Broadcaster David Hanly died last week and those of a certain age would remember his distinctive voice and his ability to paint a picture on radio.
Columba books publisher Garry O’Sullivan recalls how Hanly’s picture painting ability worked very well for the newly published Glenstal Book of Prayer. “I remember distinctly his interview on Morning Ireland, I think it was near the end of the show, with Glenstal monk Simon Sleeman. It was summer time and Hanly, a Limerick man waxed lyrical about playing as a boy in the fields around Glenstal Abbey and he managed to convey sunshine and childhood abandon under the walls of this holy and mysterious monastery. It just painted a beautiful picture and the book took off.”
Speaking to The Irish Catholic Glenstal monk Simon Sleeman said he would “Very much like to acknowledge that and the power of Morning Ireland at that time and just the power of media to promote a book.”
Fr Sleeman has said previously: “There was nobody more surprised than I was by the success of the Glenstal Book of Prayer nearly a quarter of a century ago.
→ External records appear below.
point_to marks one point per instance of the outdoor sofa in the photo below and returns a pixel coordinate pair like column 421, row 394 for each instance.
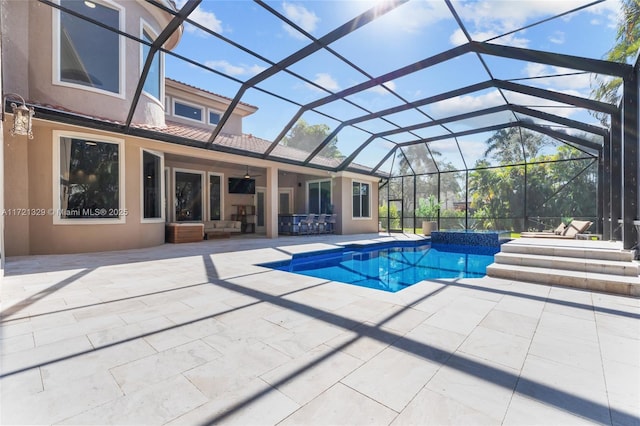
column 222, row 226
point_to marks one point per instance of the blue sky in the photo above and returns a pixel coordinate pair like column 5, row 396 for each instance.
column 414, row 31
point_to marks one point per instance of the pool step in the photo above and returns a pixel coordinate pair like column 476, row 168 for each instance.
column 612, row 267
column 617, row 284
column 569, row 251
column 600, row 267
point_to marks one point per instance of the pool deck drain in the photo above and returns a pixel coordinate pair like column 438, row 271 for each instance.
column 197, row 334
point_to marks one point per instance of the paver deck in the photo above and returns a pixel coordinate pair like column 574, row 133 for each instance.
column 197, row 334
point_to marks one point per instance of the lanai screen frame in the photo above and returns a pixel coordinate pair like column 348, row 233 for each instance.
column 617, row 156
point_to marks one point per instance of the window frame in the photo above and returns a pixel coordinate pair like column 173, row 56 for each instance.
column 56, row 50
column 187, row 103
column 146, row 27
column 214, row 111
column 57, row 207
column 163, row 200
column 203, row 209
column 353, row 217
column 222, row 195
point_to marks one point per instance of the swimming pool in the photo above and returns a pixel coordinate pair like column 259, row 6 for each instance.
column 391, row 266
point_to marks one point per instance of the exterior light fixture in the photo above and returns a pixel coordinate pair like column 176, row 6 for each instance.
column 21, row 117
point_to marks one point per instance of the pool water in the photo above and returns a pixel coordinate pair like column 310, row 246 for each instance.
column 392, row 267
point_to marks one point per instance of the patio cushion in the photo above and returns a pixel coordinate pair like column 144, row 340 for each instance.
column 576, row 227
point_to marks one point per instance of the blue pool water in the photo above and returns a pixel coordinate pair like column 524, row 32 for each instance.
column 394, row 266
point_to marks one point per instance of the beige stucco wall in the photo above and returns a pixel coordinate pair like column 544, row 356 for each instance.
column 29, row 184
column 29, row 177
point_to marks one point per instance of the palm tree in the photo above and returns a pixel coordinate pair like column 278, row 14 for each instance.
column 626, row 48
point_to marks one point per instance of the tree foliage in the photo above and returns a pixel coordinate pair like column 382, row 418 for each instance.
column 307, row 137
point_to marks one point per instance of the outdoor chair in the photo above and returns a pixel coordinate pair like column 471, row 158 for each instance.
column 564, row 232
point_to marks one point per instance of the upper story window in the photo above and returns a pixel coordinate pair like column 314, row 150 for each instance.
column 189, row 111
column 152, row 85
column 214, row 118
column 89, row 55
column 361, row 199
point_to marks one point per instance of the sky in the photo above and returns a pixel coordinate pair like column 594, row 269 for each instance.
column 412, row 32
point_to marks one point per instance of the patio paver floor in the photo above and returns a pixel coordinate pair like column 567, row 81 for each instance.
column 197, row 334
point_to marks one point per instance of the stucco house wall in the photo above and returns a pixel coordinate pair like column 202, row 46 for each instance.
column 29, row 181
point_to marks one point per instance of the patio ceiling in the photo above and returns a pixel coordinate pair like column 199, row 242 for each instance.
column 397, row 102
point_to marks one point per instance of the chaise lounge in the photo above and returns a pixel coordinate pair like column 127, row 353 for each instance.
column 563, row 231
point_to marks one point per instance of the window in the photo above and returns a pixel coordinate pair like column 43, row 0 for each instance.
column 188, row 196
column 89, row 55
column 152, row 83
column 361, row 199
column 151, row 185
column 214, row 118
column 89, row 179
column 215, row 196
column 319, row 196
column 181, row 109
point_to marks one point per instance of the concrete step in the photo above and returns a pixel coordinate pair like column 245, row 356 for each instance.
column 612, row 267
column 569, row 251
column 625, row 285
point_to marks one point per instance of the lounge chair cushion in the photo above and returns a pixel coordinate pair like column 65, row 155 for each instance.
column 560, row 229
column 576, row 227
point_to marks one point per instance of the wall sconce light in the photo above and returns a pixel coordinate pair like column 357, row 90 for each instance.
column 21, row 117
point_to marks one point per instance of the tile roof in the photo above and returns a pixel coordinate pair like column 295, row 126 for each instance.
column 190, row 134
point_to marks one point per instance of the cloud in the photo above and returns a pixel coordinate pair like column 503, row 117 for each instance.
column 458, row 38
column 570, row 81
column 234, row 70
column 301, row 16
column 326, row 81
column 202, row 17
column 557, row 38
column 413, row 17
column 381, row 90
column 485, row 21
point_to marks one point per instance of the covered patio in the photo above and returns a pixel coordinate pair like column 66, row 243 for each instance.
column 202, row 335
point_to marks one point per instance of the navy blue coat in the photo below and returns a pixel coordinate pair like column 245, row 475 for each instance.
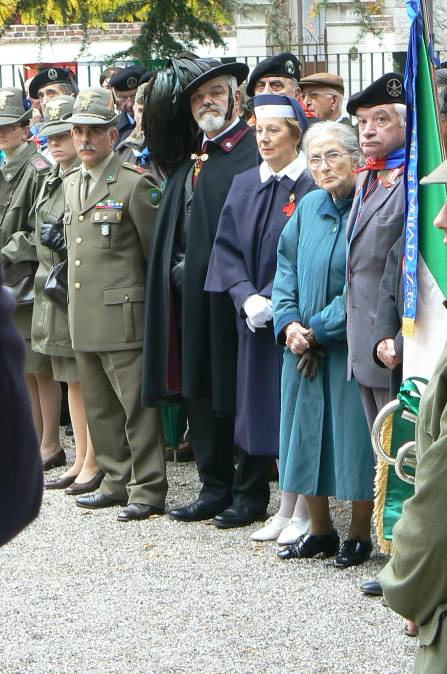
column 20, row 462
column 243, row 262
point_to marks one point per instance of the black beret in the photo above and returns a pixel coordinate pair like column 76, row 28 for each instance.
column 387, row 89
column 51, row 75
column 127, row 78
column 283, row 65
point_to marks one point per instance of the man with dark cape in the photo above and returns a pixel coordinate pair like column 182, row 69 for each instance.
column 190, row 346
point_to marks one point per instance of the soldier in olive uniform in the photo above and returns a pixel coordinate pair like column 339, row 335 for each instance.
column 415, row 579
column 49, row 332
column 110, row 211
column 21, row 175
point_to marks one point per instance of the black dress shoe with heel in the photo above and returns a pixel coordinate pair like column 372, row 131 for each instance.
column 138, row 511
column 372, row 588
column 353, row 552
column 238, row 516
column 98, row 500
column 311, row 545
column 199, row 510
column 55, row 460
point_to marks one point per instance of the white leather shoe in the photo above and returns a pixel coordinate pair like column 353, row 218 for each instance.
column 271, row 529
column 298, row 526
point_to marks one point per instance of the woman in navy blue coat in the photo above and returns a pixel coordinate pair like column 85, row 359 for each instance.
column 325, row 447
column 243, row 263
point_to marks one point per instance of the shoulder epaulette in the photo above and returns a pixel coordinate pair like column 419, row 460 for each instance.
column 133, row 167
column 40, row 163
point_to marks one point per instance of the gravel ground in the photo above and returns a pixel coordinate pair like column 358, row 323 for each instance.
column 84, row 594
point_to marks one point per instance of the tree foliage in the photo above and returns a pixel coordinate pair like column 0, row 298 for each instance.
column 167, row 26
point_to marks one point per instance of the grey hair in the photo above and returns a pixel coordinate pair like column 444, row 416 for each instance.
column 401, row 112
column 345, row 135
column 232, row 83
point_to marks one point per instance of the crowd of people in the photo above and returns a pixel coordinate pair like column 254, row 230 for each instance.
column 169, row 244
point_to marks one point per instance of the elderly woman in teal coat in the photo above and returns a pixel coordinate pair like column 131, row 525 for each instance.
column 325, row 448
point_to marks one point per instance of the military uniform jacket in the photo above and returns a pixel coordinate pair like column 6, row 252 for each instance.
column 371, row 232
column 49, row 330
column 415, row 580
column 20, row 183
column 108, row 242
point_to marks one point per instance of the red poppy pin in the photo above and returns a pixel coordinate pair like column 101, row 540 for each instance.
column 289, row 208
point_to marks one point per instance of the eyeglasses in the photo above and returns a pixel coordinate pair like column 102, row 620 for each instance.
column 331, row 159
column 314, row 95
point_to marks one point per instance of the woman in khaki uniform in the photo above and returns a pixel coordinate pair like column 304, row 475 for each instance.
column 50, row 334
column 21, row 176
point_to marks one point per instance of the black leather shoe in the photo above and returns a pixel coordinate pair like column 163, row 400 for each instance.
column 310, row 545
column 372, row 588
column 60, row 482
column 352, row 553
column 138, row 511
column 55, row 460
column 237, row 516
column 98, row 500
column 197, row 511
column 77, row 488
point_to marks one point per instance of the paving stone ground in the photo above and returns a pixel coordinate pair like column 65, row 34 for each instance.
column 84, row 594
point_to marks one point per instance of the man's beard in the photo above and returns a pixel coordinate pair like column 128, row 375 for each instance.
column 209, row 122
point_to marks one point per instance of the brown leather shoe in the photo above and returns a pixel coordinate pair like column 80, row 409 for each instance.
column 60, row 482
column 55, row 460
column 77, row 488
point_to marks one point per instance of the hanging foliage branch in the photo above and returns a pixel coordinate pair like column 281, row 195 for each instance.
column 167, row 26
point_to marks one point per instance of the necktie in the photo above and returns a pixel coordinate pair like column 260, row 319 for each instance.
column 85, row 188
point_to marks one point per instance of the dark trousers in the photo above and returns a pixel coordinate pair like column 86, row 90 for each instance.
column 212, row 441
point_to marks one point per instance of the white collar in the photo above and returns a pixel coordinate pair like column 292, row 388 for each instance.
column 222, row 133
column 292, row 170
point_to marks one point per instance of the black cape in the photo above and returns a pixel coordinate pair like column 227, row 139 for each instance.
column 199, row 362
column 243, row 262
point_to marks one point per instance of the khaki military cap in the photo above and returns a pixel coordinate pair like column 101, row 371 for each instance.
column 12, row 110
column 56, row 110
column 93, row 106
column 323, row 80
column 438, row 175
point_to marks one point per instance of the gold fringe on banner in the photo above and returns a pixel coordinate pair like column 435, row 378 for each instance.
column 408, row 327
column 380, row 486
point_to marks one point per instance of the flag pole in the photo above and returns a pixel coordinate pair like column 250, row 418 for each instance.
column 427, row 15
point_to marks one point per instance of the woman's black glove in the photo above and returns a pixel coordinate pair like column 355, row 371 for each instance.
column 52, row 236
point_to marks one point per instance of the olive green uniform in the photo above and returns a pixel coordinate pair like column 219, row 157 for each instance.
column 21, row 179
column 415, row 580
column 108, row 242
column 49, row 332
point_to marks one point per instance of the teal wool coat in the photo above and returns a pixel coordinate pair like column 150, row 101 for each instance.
column 325, row 448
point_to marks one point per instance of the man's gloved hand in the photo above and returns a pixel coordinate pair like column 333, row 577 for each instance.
column 258, row 310
column 52, row 236
column 309, row 363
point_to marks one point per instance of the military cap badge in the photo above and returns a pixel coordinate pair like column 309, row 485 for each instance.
column 394, row 87
column 4, row 95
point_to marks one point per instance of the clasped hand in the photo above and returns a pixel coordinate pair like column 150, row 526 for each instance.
column 387, row 354
column 258, row 310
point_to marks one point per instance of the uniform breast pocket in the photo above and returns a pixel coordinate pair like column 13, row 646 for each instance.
column 67, row 228
column 104, row 221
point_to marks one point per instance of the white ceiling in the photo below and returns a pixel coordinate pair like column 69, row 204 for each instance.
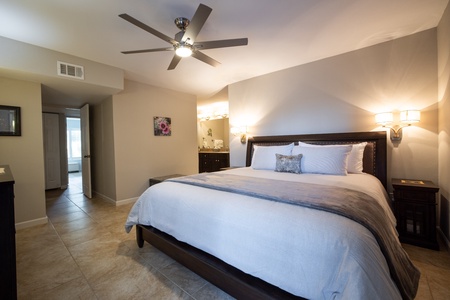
column 281, row 34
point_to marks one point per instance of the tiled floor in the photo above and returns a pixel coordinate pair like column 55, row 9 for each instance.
column 84, row 253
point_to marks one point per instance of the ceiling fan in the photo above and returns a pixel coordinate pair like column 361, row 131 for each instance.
column 184, row 42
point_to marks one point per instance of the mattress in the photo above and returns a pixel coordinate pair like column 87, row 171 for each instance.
column 307, row 252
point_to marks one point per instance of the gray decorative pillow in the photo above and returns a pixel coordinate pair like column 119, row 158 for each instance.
column 288, row 163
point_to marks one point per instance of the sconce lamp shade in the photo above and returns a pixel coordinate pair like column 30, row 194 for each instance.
column 384, row 118
column 410, row 116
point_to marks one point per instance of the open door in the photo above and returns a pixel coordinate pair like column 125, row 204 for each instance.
column 85, row 151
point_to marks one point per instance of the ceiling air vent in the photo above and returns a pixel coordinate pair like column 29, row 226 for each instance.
column 70, row 70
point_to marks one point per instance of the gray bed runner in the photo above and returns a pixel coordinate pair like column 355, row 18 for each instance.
column 367, row 212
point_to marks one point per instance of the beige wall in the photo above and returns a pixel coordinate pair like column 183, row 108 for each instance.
column 25, row 154
column 40, row 65
column 342, row 94
column 443, row 38
column 138, row 154
column 220, row 131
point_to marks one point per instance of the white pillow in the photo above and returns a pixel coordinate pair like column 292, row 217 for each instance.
column 264, row 156
column 354, row 164
column 324, row 160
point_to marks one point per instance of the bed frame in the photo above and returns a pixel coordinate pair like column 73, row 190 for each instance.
column 233, row 281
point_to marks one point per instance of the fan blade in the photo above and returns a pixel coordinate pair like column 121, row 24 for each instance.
column 148, row 50
column 175, row 60
column 205, row 58
column 196, row 24
column 148, row 29
column 221, row 44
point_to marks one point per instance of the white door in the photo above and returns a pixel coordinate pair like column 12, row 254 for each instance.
column 51, row 151
column 85, row 151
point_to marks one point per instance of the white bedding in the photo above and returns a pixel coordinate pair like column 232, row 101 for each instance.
column 307, row 252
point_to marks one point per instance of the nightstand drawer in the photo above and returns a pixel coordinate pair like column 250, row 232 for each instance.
column 415, row 211
column 415, row 196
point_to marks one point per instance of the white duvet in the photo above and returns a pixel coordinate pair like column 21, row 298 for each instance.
column 307, row 252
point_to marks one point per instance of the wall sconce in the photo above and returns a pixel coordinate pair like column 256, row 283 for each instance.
column 407, row 117
column 242, row 131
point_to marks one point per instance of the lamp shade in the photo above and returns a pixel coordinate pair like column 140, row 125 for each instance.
column 183, row 51
column 410, row 116
column 384, row 118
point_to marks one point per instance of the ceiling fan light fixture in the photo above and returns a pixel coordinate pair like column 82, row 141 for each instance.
column 184, row 51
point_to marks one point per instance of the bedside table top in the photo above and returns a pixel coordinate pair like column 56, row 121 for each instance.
column 413, row 184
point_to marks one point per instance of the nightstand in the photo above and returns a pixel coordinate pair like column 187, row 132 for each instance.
column 415, row 210
column 155, row 180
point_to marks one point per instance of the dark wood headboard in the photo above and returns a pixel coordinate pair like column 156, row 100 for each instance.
column 375, row 153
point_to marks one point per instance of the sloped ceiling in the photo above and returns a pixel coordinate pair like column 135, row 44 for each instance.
column 281, row 34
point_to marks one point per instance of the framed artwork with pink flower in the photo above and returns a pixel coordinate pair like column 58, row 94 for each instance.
column 162, row 126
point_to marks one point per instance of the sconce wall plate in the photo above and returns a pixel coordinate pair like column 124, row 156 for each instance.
column 407, row 117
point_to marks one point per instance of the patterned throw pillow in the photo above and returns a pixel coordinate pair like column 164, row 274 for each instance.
column 288, row 163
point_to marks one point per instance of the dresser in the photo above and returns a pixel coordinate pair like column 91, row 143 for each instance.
column 8, row 284
column 415, row 211
column 213, row 161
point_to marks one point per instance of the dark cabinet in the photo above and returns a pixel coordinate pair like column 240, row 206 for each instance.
column 8, row 284
column 415, row 211
column 211, row 162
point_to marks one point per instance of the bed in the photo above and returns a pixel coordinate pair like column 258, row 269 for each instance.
column 255, row 245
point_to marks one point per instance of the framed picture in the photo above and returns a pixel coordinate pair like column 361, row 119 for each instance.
column 162, row 126
column 10, row 120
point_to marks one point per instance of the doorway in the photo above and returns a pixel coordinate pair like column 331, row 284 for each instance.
column 74, row 151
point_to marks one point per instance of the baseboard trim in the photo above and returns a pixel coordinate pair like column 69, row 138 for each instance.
column 32, row 223
column 126, row 201
column 104, row 197
column 444, row 238
column 116, row 203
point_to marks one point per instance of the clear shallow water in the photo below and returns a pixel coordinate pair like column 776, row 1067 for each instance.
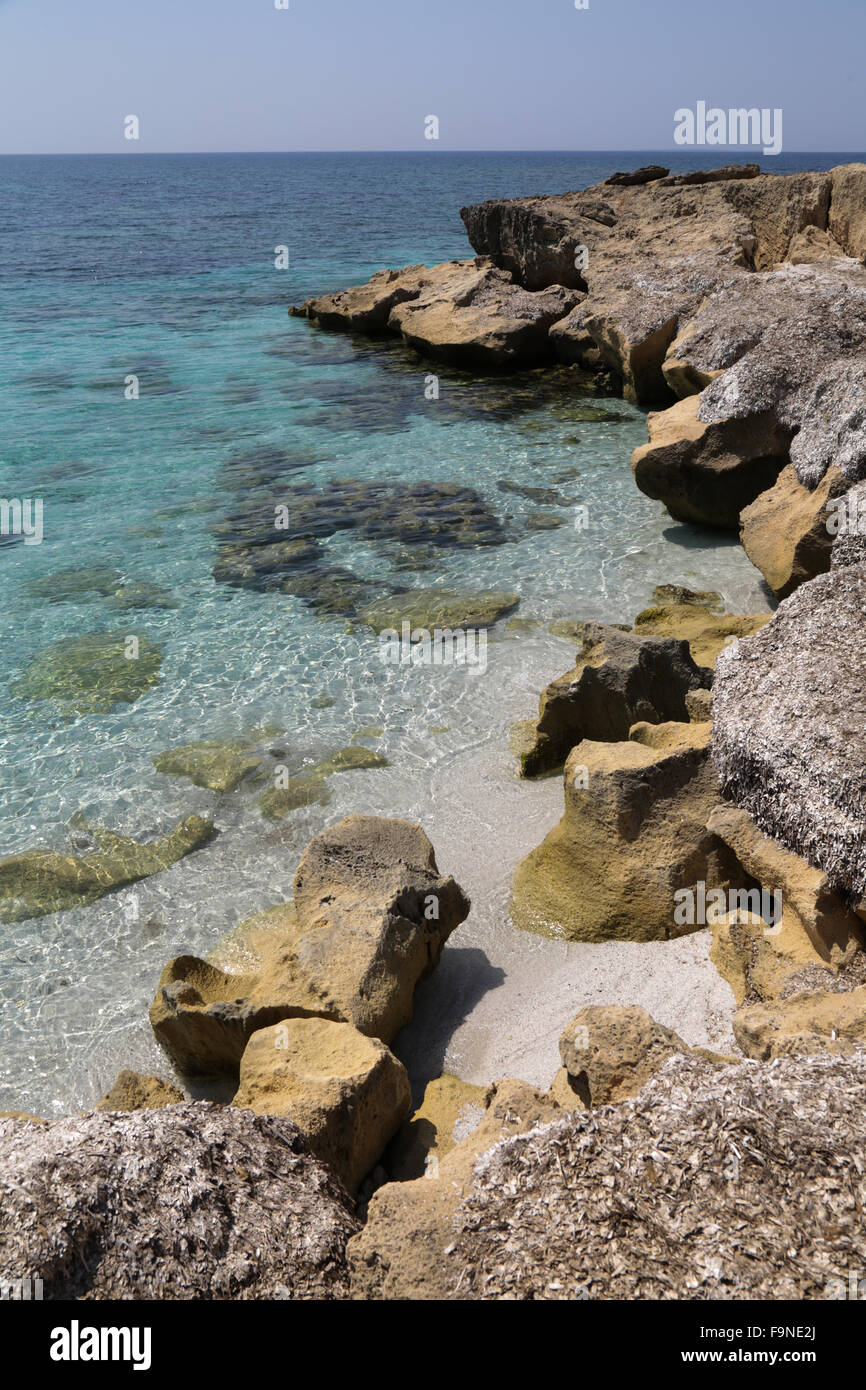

I was flicking through the Ampleforth Prayer Book in our tiny monastery shop when Fr Peter Gilfedder, then in charge, chided me, “It’s time we had our own prayer book, and isn’t it time you did something useful?”
I took the bait, and a committee went to work to produce the Glenstal Book of Prayer in jig time. It arrived in July 2001, which is apparently the worst month for publishing a book. Yet within a week it was keeping company with John Grisham on the Bestseller List. In another week it had passed him out, reaching the top. The phone was constantly ringing, multiple interviews with radio stations followed and when ABC Australia (their equivalent of the BBC) arrived on our doorstep – drawn by a best-selling prayer book in Ireland – I knew something dramatic had happened!”